Thursday, January 10, 2013

rut wrath

This blog is sort of a pathetic diary that documents just how ordinary and unexciting my life is. It’s kind of good that I’m a plain Jane sort of person; I don’t like being the center of attention. Even so, sometimes I wish for something extraordinary to happen to me, like winning the lottery, or maybe being abducted by nice aliens who want to show me their planet. I would rather have my comfortable rut than have something tragic happen.

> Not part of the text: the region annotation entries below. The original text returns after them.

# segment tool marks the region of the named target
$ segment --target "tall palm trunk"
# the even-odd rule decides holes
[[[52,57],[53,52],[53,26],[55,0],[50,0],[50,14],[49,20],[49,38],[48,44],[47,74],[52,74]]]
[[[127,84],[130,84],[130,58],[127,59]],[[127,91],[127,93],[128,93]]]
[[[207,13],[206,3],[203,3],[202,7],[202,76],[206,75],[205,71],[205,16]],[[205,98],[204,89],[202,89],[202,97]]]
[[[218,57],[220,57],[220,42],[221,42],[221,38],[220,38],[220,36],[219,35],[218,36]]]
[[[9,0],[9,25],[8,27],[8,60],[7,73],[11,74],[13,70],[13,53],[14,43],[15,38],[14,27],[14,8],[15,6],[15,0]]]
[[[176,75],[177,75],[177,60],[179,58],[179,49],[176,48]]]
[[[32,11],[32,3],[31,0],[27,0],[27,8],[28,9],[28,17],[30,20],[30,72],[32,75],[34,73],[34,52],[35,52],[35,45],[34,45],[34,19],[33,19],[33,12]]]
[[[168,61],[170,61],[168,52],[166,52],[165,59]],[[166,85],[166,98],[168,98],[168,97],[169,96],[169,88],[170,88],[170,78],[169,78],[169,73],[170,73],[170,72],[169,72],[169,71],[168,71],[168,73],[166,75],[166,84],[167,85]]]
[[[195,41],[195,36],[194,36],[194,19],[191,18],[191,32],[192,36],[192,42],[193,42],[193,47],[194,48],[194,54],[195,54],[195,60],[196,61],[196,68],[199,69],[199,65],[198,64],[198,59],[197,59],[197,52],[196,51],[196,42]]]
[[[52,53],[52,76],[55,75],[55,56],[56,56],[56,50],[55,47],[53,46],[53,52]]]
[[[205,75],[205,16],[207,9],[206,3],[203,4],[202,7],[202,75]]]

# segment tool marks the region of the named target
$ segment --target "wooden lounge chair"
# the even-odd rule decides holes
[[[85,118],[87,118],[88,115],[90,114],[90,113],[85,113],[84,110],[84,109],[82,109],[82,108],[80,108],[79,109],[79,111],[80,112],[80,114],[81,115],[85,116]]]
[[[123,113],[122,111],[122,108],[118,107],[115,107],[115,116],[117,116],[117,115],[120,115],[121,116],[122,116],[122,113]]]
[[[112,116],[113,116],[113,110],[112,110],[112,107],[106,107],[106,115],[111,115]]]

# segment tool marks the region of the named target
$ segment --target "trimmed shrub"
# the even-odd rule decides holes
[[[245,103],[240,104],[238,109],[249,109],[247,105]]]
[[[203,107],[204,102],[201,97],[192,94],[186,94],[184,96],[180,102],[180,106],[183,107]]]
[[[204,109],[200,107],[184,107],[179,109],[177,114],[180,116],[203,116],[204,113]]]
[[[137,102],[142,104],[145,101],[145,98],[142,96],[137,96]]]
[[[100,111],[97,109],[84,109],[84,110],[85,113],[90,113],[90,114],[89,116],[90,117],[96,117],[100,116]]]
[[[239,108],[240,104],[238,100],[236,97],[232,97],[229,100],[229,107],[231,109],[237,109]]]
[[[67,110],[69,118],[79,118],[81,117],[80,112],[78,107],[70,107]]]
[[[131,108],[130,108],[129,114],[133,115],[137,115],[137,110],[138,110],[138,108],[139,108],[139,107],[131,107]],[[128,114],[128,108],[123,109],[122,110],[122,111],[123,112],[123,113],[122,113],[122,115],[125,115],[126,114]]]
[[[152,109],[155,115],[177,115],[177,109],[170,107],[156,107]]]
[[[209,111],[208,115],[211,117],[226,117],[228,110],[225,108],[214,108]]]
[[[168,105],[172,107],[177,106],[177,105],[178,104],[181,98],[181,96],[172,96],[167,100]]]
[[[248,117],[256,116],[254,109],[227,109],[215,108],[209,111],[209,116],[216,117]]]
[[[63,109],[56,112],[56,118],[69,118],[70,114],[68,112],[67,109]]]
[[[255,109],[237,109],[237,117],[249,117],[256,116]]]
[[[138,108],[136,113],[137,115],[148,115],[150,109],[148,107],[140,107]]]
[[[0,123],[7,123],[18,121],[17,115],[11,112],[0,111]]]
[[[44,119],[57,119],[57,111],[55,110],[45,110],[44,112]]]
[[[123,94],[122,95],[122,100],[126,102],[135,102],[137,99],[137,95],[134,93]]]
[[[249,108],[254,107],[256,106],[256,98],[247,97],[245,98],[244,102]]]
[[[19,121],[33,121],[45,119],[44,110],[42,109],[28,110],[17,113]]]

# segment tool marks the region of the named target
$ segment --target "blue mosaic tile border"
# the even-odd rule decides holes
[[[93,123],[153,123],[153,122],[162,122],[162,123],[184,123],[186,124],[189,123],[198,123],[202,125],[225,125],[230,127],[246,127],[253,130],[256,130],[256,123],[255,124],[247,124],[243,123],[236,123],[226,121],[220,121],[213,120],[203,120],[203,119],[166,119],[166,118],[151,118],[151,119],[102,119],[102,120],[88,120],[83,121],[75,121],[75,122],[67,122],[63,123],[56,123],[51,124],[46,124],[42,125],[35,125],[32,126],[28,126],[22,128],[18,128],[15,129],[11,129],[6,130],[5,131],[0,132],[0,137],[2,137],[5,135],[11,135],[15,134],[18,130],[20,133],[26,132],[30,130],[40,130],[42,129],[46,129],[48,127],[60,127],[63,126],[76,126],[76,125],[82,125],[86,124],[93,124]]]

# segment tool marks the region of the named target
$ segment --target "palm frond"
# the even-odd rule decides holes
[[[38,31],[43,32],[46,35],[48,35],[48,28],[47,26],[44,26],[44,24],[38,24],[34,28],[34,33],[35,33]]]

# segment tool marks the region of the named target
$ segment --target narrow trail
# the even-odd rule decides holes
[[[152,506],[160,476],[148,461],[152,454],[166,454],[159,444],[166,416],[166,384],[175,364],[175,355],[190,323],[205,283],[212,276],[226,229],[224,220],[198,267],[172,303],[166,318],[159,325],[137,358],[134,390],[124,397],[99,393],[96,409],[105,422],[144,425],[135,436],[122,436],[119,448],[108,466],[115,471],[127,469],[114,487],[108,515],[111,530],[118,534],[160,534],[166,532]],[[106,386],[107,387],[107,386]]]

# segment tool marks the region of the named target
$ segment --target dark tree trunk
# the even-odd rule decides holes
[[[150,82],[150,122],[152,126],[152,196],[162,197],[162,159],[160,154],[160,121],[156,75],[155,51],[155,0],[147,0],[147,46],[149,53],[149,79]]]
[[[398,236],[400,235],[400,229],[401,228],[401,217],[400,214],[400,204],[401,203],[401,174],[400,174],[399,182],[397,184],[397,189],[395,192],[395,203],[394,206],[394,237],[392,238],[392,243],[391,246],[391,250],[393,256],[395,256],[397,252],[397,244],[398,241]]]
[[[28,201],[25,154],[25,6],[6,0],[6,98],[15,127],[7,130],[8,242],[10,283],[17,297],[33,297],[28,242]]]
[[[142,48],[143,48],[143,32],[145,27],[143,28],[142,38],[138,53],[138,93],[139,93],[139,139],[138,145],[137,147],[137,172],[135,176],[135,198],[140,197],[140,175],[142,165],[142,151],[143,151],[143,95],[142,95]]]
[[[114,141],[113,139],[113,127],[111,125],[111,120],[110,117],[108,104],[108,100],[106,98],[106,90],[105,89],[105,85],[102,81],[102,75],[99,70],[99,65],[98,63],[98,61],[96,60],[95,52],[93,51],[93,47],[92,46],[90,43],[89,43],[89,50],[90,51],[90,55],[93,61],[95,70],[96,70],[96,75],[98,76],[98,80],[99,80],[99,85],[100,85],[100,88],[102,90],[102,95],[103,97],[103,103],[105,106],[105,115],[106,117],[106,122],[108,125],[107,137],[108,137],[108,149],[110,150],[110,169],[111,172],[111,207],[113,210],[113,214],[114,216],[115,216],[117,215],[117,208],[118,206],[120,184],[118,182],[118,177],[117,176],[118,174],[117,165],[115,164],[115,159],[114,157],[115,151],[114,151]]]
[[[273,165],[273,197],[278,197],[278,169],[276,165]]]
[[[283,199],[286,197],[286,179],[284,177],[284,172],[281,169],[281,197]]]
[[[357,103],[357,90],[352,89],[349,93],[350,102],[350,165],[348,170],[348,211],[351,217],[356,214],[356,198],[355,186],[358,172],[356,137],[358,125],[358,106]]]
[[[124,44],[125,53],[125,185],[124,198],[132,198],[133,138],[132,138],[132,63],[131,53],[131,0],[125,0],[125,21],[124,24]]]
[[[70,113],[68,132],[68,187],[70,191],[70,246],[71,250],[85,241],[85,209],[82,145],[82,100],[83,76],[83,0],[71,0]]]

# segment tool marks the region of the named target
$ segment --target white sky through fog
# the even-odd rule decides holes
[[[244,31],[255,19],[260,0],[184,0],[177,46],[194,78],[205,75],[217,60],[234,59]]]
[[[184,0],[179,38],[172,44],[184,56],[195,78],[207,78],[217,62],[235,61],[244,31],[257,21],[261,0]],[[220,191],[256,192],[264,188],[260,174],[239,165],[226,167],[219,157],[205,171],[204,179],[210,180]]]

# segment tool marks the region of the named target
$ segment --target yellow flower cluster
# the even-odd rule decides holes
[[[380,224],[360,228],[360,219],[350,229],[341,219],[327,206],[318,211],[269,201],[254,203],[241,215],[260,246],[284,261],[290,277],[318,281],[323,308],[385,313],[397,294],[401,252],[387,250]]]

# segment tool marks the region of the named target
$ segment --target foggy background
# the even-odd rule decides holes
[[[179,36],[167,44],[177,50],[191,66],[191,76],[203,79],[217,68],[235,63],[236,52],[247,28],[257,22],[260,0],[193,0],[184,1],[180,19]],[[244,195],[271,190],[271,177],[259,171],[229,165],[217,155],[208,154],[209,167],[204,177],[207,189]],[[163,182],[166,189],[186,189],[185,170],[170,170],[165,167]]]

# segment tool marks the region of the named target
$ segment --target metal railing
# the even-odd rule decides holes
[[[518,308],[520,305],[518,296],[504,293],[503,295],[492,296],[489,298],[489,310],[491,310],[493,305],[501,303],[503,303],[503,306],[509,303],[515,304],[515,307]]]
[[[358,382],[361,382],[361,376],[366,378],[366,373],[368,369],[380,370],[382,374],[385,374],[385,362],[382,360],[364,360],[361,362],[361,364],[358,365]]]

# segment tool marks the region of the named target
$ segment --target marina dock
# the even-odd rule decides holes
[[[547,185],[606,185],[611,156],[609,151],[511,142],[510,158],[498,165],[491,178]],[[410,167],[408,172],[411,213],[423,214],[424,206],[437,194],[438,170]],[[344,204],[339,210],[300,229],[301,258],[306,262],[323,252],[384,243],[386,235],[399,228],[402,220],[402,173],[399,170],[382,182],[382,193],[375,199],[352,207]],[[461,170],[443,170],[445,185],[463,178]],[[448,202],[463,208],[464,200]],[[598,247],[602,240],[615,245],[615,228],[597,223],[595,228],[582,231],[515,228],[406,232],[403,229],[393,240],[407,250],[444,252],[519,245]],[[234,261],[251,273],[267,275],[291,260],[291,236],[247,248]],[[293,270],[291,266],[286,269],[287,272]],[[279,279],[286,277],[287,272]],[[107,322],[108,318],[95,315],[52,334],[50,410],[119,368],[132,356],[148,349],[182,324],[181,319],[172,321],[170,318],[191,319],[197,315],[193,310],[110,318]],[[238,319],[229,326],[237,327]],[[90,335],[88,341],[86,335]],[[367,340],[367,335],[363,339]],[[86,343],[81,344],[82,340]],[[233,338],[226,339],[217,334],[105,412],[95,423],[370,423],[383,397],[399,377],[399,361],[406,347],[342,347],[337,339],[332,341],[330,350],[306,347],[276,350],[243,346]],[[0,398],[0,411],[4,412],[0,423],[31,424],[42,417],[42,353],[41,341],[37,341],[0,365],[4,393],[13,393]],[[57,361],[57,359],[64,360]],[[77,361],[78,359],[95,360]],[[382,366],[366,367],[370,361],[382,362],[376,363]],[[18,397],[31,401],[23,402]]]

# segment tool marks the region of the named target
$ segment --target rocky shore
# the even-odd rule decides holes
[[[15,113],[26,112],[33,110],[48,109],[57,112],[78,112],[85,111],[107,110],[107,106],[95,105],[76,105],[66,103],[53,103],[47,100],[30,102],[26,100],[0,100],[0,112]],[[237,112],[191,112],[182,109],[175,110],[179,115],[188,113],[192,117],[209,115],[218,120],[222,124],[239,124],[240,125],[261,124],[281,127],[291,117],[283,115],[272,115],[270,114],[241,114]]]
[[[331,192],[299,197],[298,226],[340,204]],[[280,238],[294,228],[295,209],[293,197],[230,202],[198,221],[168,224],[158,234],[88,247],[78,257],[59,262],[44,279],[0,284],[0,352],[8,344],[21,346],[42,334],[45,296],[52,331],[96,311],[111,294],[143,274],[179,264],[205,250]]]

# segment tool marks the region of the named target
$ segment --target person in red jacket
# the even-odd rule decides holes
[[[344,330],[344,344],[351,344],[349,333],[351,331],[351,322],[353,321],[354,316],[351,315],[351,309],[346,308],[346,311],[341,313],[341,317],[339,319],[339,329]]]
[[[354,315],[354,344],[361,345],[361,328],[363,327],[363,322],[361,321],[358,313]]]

What is my life? Typical day…get up, go to work, come home, work, go to bed. Repeat. Day after day. Pretty dreary stuff. No wonder I have nothing to blog about. Sometimes, I even dream I'm at work all night.  A few times, I dreamed I was sleeping.  If it weren’t for living vicariously through my kids, my heart would stop beating in self-defense from sheer boredom. But really, I’m rarely bored.

Chapter 5 will be the death of me. I’m trying to write a discussion of my second hypothesis. Honestly, it’s all getting a tad dreary because the data significantly supported all my hypotheses. The twist is that the results weren't quite what I expected. Now I’m trying to figure out why the results are what they are. The only explanation I can imagine is that the age and experience of my sample influenced the results. Why did mostly older, experienced people take my survey? I think it’s because older people valued the $15 gift card more than younger people. Maybe older, experienced people have worked long enough to see people get hurt on the job and care more about safety on the job. Perhaps it’s a combination of these things.  Perhaps it's neither.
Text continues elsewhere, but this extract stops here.